ARSC HPC Users' Newsletter 421, November 11, 2011

ARSC at SC11

The Arctic Region Supercomputing Center will once again be part of the exhibit floor at the annual IEEE/ACM Supercomputing conference, in Seattle from November 12-18.  Visit http://sc11.supercomputing.org for conference details.

ARSC will be in booth #2400.  Our booth this year will feature a rotation of videos on various topics.  Of particular interest is a new series of videos that highlight science in Alaska, with a wide range of field research from archeology to grizzly bears.  These videos were made through a partnership with www.frontierscientists.com, with support from the National Science Foundation.

Visit the booth and you can pick up a reusable hand warmer and other tchotchkes.  The hand warmers have a small metallic disk that creates a chemical reaction, producing warmth for those cold Arctic nights of standing on the back of your dog sled.  After use, boil them in water to reset them for another use.

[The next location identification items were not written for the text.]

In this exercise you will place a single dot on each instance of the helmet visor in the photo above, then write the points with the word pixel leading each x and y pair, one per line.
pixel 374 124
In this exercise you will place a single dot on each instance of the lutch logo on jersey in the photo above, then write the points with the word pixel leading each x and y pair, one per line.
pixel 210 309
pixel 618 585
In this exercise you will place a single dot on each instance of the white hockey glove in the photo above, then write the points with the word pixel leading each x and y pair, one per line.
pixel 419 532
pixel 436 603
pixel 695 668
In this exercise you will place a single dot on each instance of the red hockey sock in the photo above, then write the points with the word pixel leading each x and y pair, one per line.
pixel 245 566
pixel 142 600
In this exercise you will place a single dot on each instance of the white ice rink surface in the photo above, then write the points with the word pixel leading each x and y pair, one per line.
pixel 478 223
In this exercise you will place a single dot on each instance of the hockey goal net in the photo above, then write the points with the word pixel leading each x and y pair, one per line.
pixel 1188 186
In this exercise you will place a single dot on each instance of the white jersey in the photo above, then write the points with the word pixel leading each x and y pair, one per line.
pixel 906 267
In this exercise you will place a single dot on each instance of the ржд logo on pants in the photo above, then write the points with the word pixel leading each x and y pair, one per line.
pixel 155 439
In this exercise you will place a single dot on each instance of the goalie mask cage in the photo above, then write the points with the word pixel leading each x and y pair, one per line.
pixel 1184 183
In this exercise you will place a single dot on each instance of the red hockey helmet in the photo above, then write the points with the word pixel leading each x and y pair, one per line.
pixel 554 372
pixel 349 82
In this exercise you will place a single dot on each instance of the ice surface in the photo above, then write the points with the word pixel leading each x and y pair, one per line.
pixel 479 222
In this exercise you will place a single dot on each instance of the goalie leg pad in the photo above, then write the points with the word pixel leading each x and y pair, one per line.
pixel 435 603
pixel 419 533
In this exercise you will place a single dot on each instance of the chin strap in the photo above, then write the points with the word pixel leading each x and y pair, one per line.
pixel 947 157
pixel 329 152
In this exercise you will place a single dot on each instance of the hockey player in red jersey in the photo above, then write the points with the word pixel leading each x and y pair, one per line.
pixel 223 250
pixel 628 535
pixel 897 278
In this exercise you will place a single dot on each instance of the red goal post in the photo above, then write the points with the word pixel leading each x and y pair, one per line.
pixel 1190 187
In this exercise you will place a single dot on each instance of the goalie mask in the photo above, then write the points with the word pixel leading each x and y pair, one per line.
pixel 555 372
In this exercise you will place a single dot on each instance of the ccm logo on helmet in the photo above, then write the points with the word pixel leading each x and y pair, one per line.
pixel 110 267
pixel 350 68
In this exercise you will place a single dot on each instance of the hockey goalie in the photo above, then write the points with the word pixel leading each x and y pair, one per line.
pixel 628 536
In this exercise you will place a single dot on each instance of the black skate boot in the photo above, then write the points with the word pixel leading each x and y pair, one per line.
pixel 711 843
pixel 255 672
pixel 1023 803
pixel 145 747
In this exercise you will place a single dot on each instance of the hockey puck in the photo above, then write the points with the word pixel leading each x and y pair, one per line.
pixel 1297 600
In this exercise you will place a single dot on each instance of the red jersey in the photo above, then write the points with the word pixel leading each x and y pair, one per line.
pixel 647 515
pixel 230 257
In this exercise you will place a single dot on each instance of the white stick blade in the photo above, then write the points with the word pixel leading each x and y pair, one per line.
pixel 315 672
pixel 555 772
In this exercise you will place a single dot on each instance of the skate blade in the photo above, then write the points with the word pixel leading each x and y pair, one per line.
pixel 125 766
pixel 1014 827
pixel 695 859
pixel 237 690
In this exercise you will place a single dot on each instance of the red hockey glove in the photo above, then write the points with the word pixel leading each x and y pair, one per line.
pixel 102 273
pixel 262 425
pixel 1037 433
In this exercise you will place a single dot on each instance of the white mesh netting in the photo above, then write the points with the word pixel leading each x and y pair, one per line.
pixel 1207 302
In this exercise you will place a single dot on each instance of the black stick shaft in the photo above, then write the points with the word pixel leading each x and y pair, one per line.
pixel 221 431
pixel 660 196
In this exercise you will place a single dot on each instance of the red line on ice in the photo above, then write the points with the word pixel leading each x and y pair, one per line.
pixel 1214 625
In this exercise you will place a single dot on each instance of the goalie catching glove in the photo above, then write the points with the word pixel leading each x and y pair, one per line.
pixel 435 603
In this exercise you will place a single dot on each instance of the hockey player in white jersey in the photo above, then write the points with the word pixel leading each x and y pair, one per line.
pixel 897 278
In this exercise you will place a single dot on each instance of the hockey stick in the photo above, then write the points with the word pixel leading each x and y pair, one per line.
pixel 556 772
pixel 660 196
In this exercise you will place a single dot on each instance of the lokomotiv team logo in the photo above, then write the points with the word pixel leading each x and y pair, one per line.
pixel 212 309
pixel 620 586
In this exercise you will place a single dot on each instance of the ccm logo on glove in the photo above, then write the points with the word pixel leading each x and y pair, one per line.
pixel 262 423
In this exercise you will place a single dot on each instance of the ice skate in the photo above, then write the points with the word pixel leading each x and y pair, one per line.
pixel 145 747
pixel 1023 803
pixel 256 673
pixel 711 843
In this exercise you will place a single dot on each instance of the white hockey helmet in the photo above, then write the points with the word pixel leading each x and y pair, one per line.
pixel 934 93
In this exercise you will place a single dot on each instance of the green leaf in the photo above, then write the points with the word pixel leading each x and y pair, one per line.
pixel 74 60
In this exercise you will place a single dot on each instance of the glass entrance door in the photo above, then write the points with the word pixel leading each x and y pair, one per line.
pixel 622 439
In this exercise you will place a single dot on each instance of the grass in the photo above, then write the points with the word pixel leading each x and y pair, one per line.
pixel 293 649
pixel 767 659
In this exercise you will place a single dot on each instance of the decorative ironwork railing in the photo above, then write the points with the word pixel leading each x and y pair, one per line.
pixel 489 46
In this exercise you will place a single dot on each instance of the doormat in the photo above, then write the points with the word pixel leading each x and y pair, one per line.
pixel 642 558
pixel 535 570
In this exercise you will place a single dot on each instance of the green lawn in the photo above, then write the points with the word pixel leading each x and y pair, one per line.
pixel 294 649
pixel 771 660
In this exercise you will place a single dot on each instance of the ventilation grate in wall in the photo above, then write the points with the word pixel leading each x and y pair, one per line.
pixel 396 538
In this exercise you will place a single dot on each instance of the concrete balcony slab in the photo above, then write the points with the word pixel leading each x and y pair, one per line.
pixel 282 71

Also in the booth will be limited quantities of the 2012 ARSC Calendar.  New photos this year include scenes from Alaska's great outdoors.

Labeling MPI Output

[By: Don Bahls]

A few months ago a user asked me if it was possible to label the output from each MPI tasks with a task number.   The code that was being ported had been developed on an IBM AIX system running poe, which conveniently offers the MPI_LABELIO environment variable to enable task labeling for
 each MPI task.     

Reviewing the OpenMPI man page I couldn't find an obvious way to label the output from each MPI task in that environment, so I took a stab a writing a simple Perl script to intercept the stdout from each task and label it using the task number from the environment variable set by OpenMPI for each task.

Here's the Perl script:

pacman % more labelio
#!/usr/bin/perl
#
# Script:  labelio
#
# Purpose: Labels stdout with MPI rank
#
# get the rank value from the OMPI_COMM_WORLD_RANK environment variable
# this should work for OpenMPI.
my $rank;
$rank=$ENV{OMPI_COMM_WORLD_RANK} if ( $ENV{OMPI_COMM_WORLD_RANK} ne '' );

if ( scalar(@ARGV) == 0 and ( $rank == 0 or $rank eq '' ) ) {
   print STDERR "$0 exe [args]\n";
   print STDERR "Purpose:\n";
   print STDERR "   Prepends the MPI rank to stdout and/or stderr of an MPI task.\n";
   print STDERR "\n";
   print STDERR "Example Usage:\n";
   print STDERR "  Example 1:  Add labels for MPI ranks to stdout only\n";
   print STDERR "    mpirun -np 16 $0 ./a.out\n";
   exit(0);
}

my $arg; my $cmd;
# read the command line to get the command line to run.
foreach $arg (@ARGV) { $cmd .="$arg "; }
open(CMD, "$cmd | ") or die "Could not open command = $cmd\n";

while ( <CMD> )
{
   my $line=$_; chomp($line);
   printf "%03d:: %s\n", $rank, $line;
}

Here's an example of the normal output from a hello world program.  This particular program includes the node and the task number for each task, but you could imagine it being challenging to tell which task wrote which output for a larger application.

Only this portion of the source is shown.